En cette rentrée syndicale, comme Bernard Thibault l’a reconnu dans son interview au Journal du dimanche du 6 septembre, « l’avenir est incertain » . En effet, le front syndical qui unissait les organisations syndicales depuis le 29 janvier 2009 (CGT, CFDT, FO, CFTC, CFE-CGC, Unsa, FSU et Solidaires) s’essouffle. A la Mutualité, le 7 septembre, FO et la CFTC ont prétexté un problème « de disponibilité » pour s’abstenir et les autres organisations ont réussi à se mettre d’accord, du bout des lèvres, sur une journée d’action collective le 7 octobre à l’occasion de « la journée du travail décent » organisée par la Confédération syndicale internationale (CSI), sans modalité précise pour l’instant. « Le premier round de l’intersyndicale est inachevé et n’a pas réussi à faire bouger la politique du gouvernement Fillon ni le patronat, analyse le politologue René Mouriaux, auteur de nombreux ouvrages de référence sur le syndicalisme. Les journées de mobilisation ont été trop disparates, sans progressivité et pas assez articulées avec les luttes concrètes dans les hôpitaux, les universités… S’il est évidemment dangereux d’abandonner l’unité aujourd’hui, il faut absolument la compléter et la dynamiser. »
DISPERSION
Ouvrir des perspectives communes à la plateforme syndicale, Annick Coupé, de Solidaires, en est convaincue. « Le problème, c’est que nous avons du mal à avoir des discussions sur le fond dans cette intersyndicale. Il y a quelque chose de figé… Tant que la question du redécoupage du paysage syndical n’est pas décantée, nous serons forcément en compétition. » En effet, la nouvelle loi sur la représentativité du 20 août 2008 : qui substitue les résultats électoraux au principe de présomption irréfragable : pousse inexorablement chaque confédération à chercher en priorité à renforcer ses troupes, sous peine de disparaître. Dans ce contexte, forcément, « il y a une hésitation à engager des mouvements de lutte plus radicaux » , reconnaît la porte-parole de Solidaires. Résultat, pour cette rentrée syndicale chaque confédération a présenté son calendrier de mobilisations, laissant flotter dans l’air l’impression qu’elles ne voulaient pas se saisir de la grogne actuelle de la base pour durcir le rapport de force avec le gouvernement et le patronat.
LECTURE DE LA CRISE
« Il y a clairement une dispersion, note René Mouriau . Mais je crois que LE problème essentiel aujourd’hui, c’est de savoir comment et autour de quoi se fédérer. » L’extrême fragmentation et précarisation du salariat, la concurrence internationale qui « étrangle l’action syndicale » , la grève qui, comme l’expliquent très bien Sophie Béroud et Yon Karel dans un texte publié dans Contretemps ( 1**), n’est plus vraiment une arme, faute de moyens militants, ni de moyens matériels, font partie des facteurs « endogènes » de la crise du syndicalisme. « Mais d’après moi, la faiblesse fondamentale du mouvement syndical, c’est qu’il n’a pas de grille de lecture propre de la crise actuelle » , insiste René Mouriaux.

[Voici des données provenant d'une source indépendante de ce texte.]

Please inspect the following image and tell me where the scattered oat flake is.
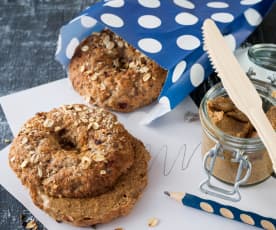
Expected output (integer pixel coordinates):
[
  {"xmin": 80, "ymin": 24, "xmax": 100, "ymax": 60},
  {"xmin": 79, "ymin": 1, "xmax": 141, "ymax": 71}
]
[
  {"xmin": 25, "ymin": 220, "xmax": 38, "ymax": 230},
  {"xmin": 148, "ymin": 217, "xmax": 159, "ymax": 227},
  {"xmin": 81, "ymin": 45, "xmax": 89, "ymax": 52},
  {"xmin": 43, "ymin": 119, "xmax": 54, "ymax": 128}
]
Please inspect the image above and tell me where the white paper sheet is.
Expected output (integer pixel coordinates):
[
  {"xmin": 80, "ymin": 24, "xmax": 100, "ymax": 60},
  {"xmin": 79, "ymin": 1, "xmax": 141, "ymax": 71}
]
[{"xmin": 0, "ymin": 79, "xmax": 276, "ymax": 230}]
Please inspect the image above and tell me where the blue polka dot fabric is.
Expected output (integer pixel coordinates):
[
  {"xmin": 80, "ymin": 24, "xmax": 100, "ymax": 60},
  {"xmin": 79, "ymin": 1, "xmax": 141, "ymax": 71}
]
[{"xmin": 56, "ymin": 0, "xmax": 274, "ymax": 123}]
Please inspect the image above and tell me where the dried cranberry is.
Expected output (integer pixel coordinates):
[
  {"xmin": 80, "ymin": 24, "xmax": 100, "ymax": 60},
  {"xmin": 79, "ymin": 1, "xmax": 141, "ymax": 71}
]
[{"xmin": 118, "ymin": 102, "xmax": 127, "ymax": 109}]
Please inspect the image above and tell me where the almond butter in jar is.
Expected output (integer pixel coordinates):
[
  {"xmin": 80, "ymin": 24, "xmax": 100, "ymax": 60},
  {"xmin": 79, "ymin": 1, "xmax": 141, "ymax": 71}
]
[{"xmin": 199, "ymin": 80, "xmax": 276, "ymax": 201}]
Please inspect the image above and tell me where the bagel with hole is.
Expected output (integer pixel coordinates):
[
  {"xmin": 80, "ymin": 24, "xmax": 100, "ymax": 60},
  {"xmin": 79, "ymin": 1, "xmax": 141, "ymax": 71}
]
[
  {"xmin": 9, "ymin": 104, "xmax": 149, "ymax": 226},
  {"xmin": 68, "ymin": 29, "xmax": 167, "ymax": 112}
]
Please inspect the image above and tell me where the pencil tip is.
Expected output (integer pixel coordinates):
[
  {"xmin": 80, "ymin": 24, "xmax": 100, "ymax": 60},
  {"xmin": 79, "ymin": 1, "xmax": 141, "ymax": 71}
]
[{"xmin": 164, "ymin": 191, "xmax": 171, "ymax": 196}]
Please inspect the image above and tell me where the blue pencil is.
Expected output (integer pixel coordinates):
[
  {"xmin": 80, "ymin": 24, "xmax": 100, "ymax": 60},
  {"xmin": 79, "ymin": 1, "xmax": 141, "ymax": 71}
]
[{"xmin": 164, "ymin": 191, "xmax": 276, "ymax": 230}]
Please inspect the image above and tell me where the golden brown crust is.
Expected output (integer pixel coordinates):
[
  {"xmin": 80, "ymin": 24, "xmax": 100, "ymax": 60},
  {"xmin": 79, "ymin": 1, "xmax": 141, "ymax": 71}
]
[
  {"xmin": 9, "ymin": 105, "xmax": 134, "ymax": 198},
  {"xmin": 30, "ymin": 138, "xmax": 150, "ymax": 226},
  {"xmin": 68, "ymin": 30, "xmax": 166, "ymax": 112}
]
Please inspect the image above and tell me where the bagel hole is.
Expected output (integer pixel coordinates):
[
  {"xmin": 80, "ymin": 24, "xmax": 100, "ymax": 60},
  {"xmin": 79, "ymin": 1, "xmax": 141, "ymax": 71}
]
[{"xmin": 57, "ymin": 129, "xmax": 77, "ymax": 150}]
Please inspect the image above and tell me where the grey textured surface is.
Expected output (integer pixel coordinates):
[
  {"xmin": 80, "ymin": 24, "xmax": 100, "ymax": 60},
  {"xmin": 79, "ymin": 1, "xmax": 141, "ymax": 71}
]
[
  {"xmin": 0, "ymin": 0, "xmax": 95, "ymax": 230},
  {"xmin": 0, "ymin": 0, "xmax": 276, "ymax": 230}
]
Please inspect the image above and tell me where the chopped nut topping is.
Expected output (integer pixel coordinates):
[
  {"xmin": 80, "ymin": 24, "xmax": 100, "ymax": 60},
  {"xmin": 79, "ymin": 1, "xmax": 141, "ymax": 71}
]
[
  {"xmin": 43, "ymin": 119, "xmax": 55, "ymax": 128},
  {"xmin": 128, "ymin": 61, "xmax": 136, "ymax": 68},
  {"xmin": 92, "ymin": 153, "xmax": 105, "ymax": 162},
  {"xmin": 103, "ymin": 35, "xmax": 110, "ymax": 45},
  {"xmin": 271, "ymin": 90, "xmax": 276, "ymax": 98},
  {"xmin": 81, "ymin": 45, "xmax": 89, "ymax": 52},
  {"xmin": 100, "ymin": 83, "xmax": 106, "ymax": 90},
  {"xmin": 55, "ymin": 126, "xmax": 62, "ymax": 132},
  {"xmin": 4, "ymin": 139, "xmax": 11, "ymax": 144},
  {"xmin": 81, "ymin": 156, "xmax": 91, "ymax": 169},
  {"xmin": 117, "ymin": 41, "xmax": 124, "ymax": 48},
  {"xmin": 20, "ymin": 159, "xmax": 29, "ymax": 169},
  {"xmin": 113, "ymin": 58, "xmax": 120, "ymax": 67},
  {"xmin": 143, "ymin": 73, "xmax": 151, "ymax": 81},
  {"xmin": 90, "ymin": 73, "xmax": 99, "ymax": 81},
  {"xmin": 105, "ymin": 42, "xmax": 115, "ymax": 50},
  {"xmin": 37, "ymin": 167, "xmax": 43, "ymax": 177},
  {"xmin": 25, "ymin": 220, "xmax": 38, "ymax": 230},
  {"xmin": 148, "ymin": 217, "xmax": 159, "ymax": 227},
  {"xmin": 139, "ymin": 66, "xmax": 149, "ymax": 73},
  {"xmin": 21, "ymin": 137, "xmax": 28, "ymax": 145}
]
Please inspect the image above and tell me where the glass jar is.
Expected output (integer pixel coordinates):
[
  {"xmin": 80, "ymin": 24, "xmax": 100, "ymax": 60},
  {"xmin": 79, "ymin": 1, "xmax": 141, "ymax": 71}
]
[
  {"xmin": 244, "ymin": 43, "xmax": 276, "ymax": 85},
  {"xmin": 199, "ymin": 80, "xmax": 276, "ymax": 201}
]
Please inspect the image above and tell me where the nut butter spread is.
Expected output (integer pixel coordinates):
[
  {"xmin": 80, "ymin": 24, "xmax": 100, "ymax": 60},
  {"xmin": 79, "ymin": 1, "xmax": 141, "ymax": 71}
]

Ainsi, la CGT qui s’appuyait sur la vision globale que proposait le Parti communiste français, aurait « aujourd’hui pris le contre-pied de ses défauts » en mettant à distance toute tentative de rapprochement avec les idéologies de gauche (allant jusqu’à refuser d’aller à l’université d’été du NPA). « Les stratégies syndicales ne sont pas, en effet, à la hauteur, que ce soit sur le travail du dimanche ou le forfait hospitalier, reconnaît Annick Coupé… Mais le gouvernement est à l’offensive, rapide et sûr de ses choix. Il manque certainement aujourd’hui des débouchés politiques à l’action, mais encore faut-il pouvoir en discuter pour ne pas répéter les expériences malheureuses du passé. Pour ça, il faudrait créer des espaces politiques pour permettre ces convergences. » L’exaspération sociale et les « 300 000 emplois menacés à brève échéance dans le secteur industriel » , dixit Bernard Thibault, donneront peut-être l’occasion d’accélérer le rassemblement de tous ceux qui veulent une autre politique sociale. **S.K.